159

キリスト教的楽観

 時には、このようなことはすべて美しく立派であるが、実現不可能な夢に等しいと考える誘惑に襲われるかも知れません。しかし、信仰と希望を新たにすることについて考えたばかりです。私たちの夢は神の素晴らしい働きによってことごとく実現されるという絶対的な確信を持ち、毅然として踏みとどまりましょう。ただし、そのためには、希望というキリスト教的徳をしっかりと身に着けなければなりません。

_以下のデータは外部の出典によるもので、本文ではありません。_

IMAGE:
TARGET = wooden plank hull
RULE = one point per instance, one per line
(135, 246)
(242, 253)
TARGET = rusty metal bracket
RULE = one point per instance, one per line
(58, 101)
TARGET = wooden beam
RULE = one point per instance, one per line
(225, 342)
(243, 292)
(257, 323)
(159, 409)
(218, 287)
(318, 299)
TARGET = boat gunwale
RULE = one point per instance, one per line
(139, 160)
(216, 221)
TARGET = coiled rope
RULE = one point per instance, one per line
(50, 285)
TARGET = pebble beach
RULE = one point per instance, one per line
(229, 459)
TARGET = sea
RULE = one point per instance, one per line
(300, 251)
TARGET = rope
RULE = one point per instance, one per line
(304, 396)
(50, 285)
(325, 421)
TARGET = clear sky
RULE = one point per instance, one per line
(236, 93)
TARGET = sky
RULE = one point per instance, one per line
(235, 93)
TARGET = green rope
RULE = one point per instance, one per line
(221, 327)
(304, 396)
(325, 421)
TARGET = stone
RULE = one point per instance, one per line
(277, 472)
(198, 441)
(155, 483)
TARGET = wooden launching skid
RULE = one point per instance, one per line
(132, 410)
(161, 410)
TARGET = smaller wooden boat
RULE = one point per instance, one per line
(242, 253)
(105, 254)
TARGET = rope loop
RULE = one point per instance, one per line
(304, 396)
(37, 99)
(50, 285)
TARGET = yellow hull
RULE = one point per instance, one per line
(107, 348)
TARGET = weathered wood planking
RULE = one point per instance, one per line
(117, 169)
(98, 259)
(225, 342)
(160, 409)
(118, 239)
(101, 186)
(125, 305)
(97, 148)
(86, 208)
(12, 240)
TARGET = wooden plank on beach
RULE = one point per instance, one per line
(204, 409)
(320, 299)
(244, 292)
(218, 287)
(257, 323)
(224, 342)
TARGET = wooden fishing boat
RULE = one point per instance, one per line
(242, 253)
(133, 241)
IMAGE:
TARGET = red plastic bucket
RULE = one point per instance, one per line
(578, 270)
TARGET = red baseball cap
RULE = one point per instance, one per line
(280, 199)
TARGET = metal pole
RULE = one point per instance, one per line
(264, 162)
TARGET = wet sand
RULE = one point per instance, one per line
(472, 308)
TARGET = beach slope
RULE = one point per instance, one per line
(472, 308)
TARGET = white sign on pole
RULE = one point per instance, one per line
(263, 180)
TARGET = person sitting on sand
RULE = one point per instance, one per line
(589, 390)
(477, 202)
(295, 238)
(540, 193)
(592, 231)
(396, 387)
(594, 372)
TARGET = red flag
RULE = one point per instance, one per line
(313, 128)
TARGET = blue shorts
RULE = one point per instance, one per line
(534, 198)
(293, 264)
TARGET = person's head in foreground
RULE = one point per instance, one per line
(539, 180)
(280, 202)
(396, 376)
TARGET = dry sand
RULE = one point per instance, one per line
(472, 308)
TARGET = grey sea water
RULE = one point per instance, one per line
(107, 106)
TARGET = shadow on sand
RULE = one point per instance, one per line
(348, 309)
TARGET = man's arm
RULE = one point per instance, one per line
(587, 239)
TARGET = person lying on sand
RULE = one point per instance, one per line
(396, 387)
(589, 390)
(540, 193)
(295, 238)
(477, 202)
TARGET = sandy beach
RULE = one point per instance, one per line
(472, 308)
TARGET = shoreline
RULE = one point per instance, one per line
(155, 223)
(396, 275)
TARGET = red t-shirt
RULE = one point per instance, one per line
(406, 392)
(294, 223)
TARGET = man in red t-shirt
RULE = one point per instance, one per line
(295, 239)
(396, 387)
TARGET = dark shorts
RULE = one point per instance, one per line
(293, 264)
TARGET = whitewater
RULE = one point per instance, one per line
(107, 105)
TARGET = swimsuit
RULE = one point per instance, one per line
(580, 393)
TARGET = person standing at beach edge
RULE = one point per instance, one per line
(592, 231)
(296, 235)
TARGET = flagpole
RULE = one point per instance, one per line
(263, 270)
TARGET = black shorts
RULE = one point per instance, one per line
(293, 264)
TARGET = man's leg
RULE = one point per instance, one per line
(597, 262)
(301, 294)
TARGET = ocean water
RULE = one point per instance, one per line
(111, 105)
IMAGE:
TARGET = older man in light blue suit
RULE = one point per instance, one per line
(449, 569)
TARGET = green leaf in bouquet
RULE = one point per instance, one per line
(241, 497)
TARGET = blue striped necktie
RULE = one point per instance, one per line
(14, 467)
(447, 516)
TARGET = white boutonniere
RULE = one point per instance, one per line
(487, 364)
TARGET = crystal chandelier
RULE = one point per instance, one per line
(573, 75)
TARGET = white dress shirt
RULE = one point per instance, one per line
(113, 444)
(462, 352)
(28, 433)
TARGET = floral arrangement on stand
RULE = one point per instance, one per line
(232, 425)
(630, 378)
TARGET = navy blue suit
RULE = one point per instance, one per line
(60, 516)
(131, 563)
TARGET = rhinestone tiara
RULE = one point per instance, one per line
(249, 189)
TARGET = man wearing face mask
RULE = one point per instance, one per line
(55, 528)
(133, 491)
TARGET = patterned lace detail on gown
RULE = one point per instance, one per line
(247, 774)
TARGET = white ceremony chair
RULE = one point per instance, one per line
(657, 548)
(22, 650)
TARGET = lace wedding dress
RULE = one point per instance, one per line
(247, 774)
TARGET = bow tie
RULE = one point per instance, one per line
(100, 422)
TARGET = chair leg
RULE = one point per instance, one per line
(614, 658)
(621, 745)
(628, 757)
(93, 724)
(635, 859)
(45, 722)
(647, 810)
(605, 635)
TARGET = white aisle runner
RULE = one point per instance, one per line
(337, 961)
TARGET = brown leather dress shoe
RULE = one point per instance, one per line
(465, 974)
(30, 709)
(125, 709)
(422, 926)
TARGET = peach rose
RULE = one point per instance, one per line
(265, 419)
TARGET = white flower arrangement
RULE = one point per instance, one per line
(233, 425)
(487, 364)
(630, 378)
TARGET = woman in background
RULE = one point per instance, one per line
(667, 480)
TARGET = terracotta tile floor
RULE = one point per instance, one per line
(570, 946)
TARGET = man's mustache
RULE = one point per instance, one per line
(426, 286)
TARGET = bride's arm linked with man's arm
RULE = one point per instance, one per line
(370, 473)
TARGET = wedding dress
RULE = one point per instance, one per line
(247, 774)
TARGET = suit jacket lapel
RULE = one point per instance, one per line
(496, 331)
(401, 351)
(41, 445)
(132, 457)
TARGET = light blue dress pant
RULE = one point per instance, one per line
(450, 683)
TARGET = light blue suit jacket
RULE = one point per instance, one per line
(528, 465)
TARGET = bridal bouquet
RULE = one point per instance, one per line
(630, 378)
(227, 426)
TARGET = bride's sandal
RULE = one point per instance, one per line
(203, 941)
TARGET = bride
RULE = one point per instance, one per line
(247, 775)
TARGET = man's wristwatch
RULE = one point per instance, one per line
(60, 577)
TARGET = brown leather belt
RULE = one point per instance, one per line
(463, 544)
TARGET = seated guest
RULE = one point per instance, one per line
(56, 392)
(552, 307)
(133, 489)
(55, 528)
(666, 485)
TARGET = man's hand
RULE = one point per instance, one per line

 主が毎日司祭の手の中に降りて来られるという驚くべき奇跡、目前で実現する奇跡に慣れてしまっては大変です。イエスは私たちが目覚めているよう望んでおられます。主の力の偉大さに気づくために、また、「わたしについて来なさい。人間をとる漁師にしよう」29。すなわち、あなた方が効果的に働き、人々を神の方へ引き寄せることができるようにという主の約束を再び聞くためなのです。ですから、主の言葉に信頼しなければなりません。舟に乗って櫂を操り、帆をあげて、キリストが遺産として残された世界という海に漕ぎ出すのです。「沖に漕ぎ出して網を降ろし、漁をしなさい」30。

 キリストが心の中に灯された使徒的熱意を、偽りの謙遜によって冷ましたり、失ったりしてはなりません。私たちが無力で哀れな存在であることは事実ですが、主が私たちの過ちをご存じの上でお呼びになったことも事実なのです。人間の限界や弱さ、不完全、罪への傾きなどが、神の慈悲深い目に留まらないことはあり得ません。けれども、主は戦いを要求し、欠点を認めるよう求めておられます、おじけづくためではなく、痛悔して自己改善の望みを強めるために。

 さらに、道具にすぎない自分を常に自覚しているべきです。「ある人が『わたしはパウロにつく』と言い、他の人が『わたしはアポロに』などと言っているとすれば、あなたがたは、ただの人にすぎないではありませんか。アポロとは何者か。また、パウロとは何者か。この二人は、あなたがたを信仰に導くためにそれぞれ主がお与えになった分に応じて仕えた者です。わたしは植え、アポロは水を注いだ。しかし、成長させてくださったのは神です」31。私たちが伝えるべき教えや使信には、固有の豊かさ、無限の豊かさが備わっていますが、それを付与したのは私たちではなく、キリストであります。救いの業を続け、世の贖いを実現しておられるのは神ご自身なのです。